Die Duschen sparen immer noch Wasser und so treten wir am nächsten Morgen ziemlich vergammelt den Rückweg Richtung Cape Town an, letzter Zwischenstopp: Hermanus. Hier sieht man im Sommer Wale, wir stellen sie uns einfach vor. Hermanus ist ebenso grün, blau und weiß wie die Küstenlandschaft bisher und wir verbringen eine gemütliche Nacht in einem ziemlich coolen Surfer-Hostel mit ziemlich coolen Surfer-Typen und einer unglaublich fetten Katze (vielleicht kriegt sie aber auch zehn flauschige Katzenbabys).

 

Dann beginnt der letzte Tag unserer Straßenfahrt.
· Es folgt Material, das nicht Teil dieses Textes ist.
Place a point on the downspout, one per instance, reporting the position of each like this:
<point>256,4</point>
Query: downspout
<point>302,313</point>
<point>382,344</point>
Natürlich haben wir uns hierfür ein weiteres Hochlicht südafrikanischer Landschaft aufgehoben: Wir fahren direkt an der Küste entlang bis zum Kap der Guten Hoffnung. Die Strecke ist eindeutig der schönste Abschnitt unserer Fahrt, hinter jeder Kurve (und davon gibt es viele) lauert ein neuer spektakulärer Blick auf Meer, Klippen und Sonnenglitzern.

 

Je näher wir Kapstadt und seinen vielen Küstenvororten kommen, desto mehr weiße Autos und Feiertagsausflügler gesellen sich in dieses Bild und machen das Autofahren gleich viel weniger spaßig. Schließlich stehen wir aber doch am Cape Point und am Cape of Good Hope (ja, es gibt da auch noch verschiedene Kaps! Verwirrend.) und spüren den Wind in den Haaren und sehen die Wellen an den Klippen zerschellen an diesem Ort, der für mich immer der Inbegriff von Fernweh und Abenteuer war. Abenteuerlich sind an diesem Tag zwar eher die Menschenmassen, mit denen wir diesen magischen Moment teilen müssen, trotzdem ist es ein würdiger Abschluss unseres Urlaubs.

 

Wer bis hierhin durchgehalten hat (oder wieder einsteigt), der soll wissen, dass uns der Intercape heil wieder nach Windhoek gebracht hat (diesmal ohne biblisches Unterhaltungsprogramm aufgrund eines kaputten DVD-Players) und der Alltag schon seine Fänge nach uns ausstreckt, während wir noch Fotos sortieren, unseren Roadtrip-Hitmix hören und versuchen, diese epischen zwei Wochen in einen Blogeintrag zu pressen. Die schwere Geburt ist hiermit überstanden und das Kind ist wirklich sehr lang. Seid nett zu ihm, es kann ja nichts dafür.